"Yazılı hafıza" toplumlar için de, devletler için de, şirketler için de vazgeçilmez önemdedir. Yazılı hafızası olmayan kesimler geçen hafta olup bitenlere "uzak tarih"te olmuşlar gibi bakarlar... Bunlar anlamsız ezberleri kuşaklar boyu tekrarlarlar. Vizyonsuz siyasetçileri "lider" olarak sunarlar.

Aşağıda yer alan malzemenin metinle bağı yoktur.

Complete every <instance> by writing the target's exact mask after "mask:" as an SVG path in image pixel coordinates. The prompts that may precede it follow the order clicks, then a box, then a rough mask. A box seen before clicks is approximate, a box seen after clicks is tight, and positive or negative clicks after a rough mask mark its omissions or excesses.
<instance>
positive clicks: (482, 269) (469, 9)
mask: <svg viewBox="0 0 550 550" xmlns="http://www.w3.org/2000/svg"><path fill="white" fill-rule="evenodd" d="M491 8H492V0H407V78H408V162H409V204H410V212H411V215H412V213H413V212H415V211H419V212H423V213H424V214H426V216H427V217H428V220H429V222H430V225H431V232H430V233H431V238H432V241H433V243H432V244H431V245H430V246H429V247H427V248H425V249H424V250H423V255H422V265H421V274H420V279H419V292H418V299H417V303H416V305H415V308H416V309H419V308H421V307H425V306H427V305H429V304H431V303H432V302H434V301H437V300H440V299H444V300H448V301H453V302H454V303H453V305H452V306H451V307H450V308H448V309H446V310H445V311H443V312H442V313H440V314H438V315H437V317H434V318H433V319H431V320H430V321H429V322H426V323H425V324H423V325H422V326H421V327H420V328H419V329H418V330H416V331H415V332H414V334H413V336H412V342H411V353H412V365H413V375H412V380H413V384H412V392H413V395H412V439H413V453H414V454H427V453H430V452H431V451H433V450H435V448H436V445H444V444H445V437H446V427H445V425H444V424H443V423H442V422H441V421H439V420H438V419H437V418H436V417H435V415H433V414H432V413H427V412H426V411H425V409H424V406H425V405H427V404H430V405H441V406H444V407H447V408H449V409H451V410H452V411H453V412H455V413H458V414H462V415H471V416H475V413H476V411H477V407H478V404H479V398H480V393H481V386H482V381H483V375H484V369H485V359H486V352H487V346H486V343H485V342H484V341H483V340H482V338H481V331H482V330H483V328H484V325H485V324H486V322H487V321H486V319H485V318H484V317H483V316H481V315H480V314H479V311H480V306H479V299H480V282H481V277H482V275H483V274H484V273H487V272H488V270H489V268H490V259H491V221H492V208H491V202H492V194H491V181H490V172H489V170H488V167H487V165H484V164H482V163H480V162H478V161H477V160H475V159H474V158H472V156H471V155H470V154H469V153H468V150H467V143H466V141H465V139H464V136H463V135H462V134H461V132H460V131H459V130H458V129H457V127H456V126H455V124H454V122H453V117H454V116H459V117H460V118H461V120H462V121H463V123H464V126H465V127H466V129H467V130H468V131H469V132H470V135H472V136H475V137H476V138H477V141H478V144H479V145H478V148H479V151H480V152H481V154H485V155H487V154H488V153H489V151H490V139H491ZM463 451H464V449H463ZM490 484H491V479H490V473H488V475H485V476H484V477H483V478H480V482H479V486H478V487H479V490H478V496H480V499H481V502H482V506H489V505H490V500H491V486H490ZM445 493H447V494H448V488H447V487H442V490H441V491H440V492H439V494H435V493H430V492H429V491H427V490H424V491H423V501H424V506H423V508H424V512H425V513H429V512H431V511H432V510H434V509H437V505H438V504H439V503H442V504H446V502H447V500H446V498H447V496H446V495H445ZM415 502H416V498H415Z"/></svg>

Bırakalım 20'nci yüzyılda yaşadıklarımızı... Bir başbakanı idam ettiğimizi, demokrasinin askeri darbelerle kesilmesini, sorunlara çözüm üretmek yerine bunları "krizler stoku"na atmayı alışkanlık haline getirdiğimizi falan bir yana bırakalım... "geri kalmışlık" sanki kaderimiz gibi algılanmıyor muydu? Şu 21'inci yüzyılda neler yaşamadık ki...
Bunları da yaşadık
Bu yüzyılda bir cemaatin adliyede ve emniyette örgütlenip devlete el koyma denemesine tanık olmadık mı? Cumhuriyetin ilk döneminde yok sayılan "Kürt realitesi"ni "açılım süreci"ne taşıyan siyasetin ve dolayısıyla devletin, içeriden ve dışarıdan nasıl ihanete uğradıklarını görmedik mi? Seçilip TBMM'ye giren siyasi partilerin Ankara yerine Kandil'e hizmet etmeyi yeğ tuttuklarınan tanık olmadık mı?
Derin hafıza
Bunlar hiç olmamış ya da uzak tarihte yaşanılmışlar gibi davranıp, ezberlerle ve kavga söylemleri ile yola devam etmek de belki mümkündür. Ama burada unutulmaması gereken bir başka gerçek daha var. Toplumun yazılı hafızası olmasa bile "sessiz çoğunluk" denilen ve ülkenin büyük aklını temsil eden kitlelerin yazılı olmayan "derin hafızası" olup bitenleri hiç unutmaz...
Kara listeler
Bu derin hafızada ülkeye hizmet ettikleri için yıpratma kampanyalarına hedef olanların isimleri altın harflerle kazılıdır... Dar çevrelerine yaranmak için kavgayı ve kamplaşmayı siyasetin yöntemleri olarak sunanlar, "demokrasi ve özgürlük istiyoruz" diyerek teröre destek verenler, ülkenin dirliğini ve bütünlüğünü korumak için canlarını veren kahramanları değil, kentleri teröre boğan eylemcileri kutsayanlar, derin hafızanın "kara listeler"inde mutlaka yer alırlar.
Bunlar hep böyledir
Özetle kısır siyasi kavgaları körükleyenlerin, yaşanılanlar sanki hiç yaşanmamış gibi tozu dumana katmalarına fazla önem vermemeliyiz... Ülkeye ve halka hizmet edenlere, bunların dedelerinin ve babalarının da kin kustuklarını hiç unutmayalım... Geçmişte yaşanılan akıl dışılıkların yeniden sahnelenebileceğini zanneden bu akılsızlar, Türkiye'nin geleceğini karartamazlar.